Q&A: Dealing for Dollars

Q. My question is on the ethics of awarding contracts to relatives or those vendors who are getting preferential treatment because they are familiar to board members. What happens when a board president creates a landscape contract specifically designed for his brother-in-law so that no other company can bid on it? The cost is a difference overpayment of around $13,000 a year. This board president also states in contract that all owners and workers must be U.S. citizens with social security cards. Is this legal?
                 —Concerned in Clearwater

A. “As a basic rule of operation, any director (or officer) in a condominium or homeowner association should take great care in avoiding situations in which that director (or officer) will be receiving a benefit, either directly or indirectly, when negotiating contracts for the association,” says Robert L. Kaye, managing member of the law firm of Kaye Bender Rembaum, P.L., based in Fort Lauderdale.
“The Florida Condominium Act (Chapter 718 of Florida Statutes), and the Homeowner Association Statutes (Chapter 720 F.S.) contain limitations on directors and officers having contractual dealings with their associations.  

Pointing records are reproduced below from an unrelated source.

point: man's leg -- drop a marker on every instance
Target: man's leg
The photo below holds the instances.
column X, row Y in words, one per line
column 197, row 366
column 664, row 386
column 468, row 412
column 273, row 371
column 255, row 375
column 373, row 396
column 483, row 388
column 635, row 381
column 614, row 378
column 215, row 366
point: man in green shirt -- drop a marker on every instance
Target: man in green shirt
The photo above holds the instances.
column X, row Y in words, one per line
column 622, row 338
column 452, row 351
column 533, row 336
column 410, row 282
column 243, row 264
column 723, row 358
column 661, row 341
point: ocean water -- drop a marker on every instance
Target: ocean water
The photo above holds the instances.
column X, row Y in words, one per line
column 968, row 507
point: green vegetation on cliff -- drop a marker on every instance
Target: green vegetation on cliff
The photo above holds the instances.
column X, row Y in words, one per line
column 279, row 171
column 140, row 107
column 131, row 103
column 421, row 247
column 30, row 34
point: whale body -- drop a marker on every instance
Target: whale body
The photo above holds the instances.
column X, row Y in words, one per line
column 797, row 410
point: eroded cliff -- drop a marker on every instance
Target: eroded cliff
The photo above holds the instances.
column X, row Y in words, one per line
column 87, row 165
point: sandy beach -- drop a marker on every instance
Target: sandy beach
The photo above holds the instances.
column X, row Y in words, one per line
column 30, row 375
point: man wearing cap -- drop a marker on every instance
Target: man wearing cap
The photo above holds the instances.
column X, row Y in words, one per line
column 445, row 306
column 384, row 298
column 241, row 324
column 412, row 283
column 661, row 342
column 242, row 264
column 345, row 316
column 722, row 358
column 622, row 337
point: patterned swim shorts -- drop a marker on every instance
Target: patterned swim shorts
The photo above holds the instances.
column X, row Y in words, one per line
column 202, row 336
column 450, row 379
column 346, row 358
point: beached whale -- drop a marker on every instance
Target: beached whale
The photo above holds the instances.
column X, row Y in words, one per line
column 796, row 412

“Section 718.3026(3) of the Florida Statutes, requires that for any contract or other transaction between a condominium association and one or more of its directors or any other corporation, firm, association, or entity in which one or more of its directors are directors or officers, or are financially interested, disclosure be provided to the association of the relationship. The minutes of the board meeting must contain the disclosure. The contract or other transaction must then receive the approval of not less than two-thirds of the directors who do not have an interest in the transaction, who are present at the meeting, with the interested directors or officers abstaining. Thereafter, the membership of the association has the opportunity to cancel the agreement at the next regular or special meeting. For a homeowner association, the issue is a bit less clear.  Section 720.303(12) F.S. prohibits a director from in any way benefiting financially from service to the homeowner association. Whether or not a contract to a brother-in-law qualifies as such a benefit becomes a factual question. Disclosure of a potential conflict of interest is also required and the contract must be fair and reasonable at the time entered. The best method to use to protect the association from such a possibility would be to involve the entire board in the creation of specifications for contracts, so that no individual board member or officer has that type of control.”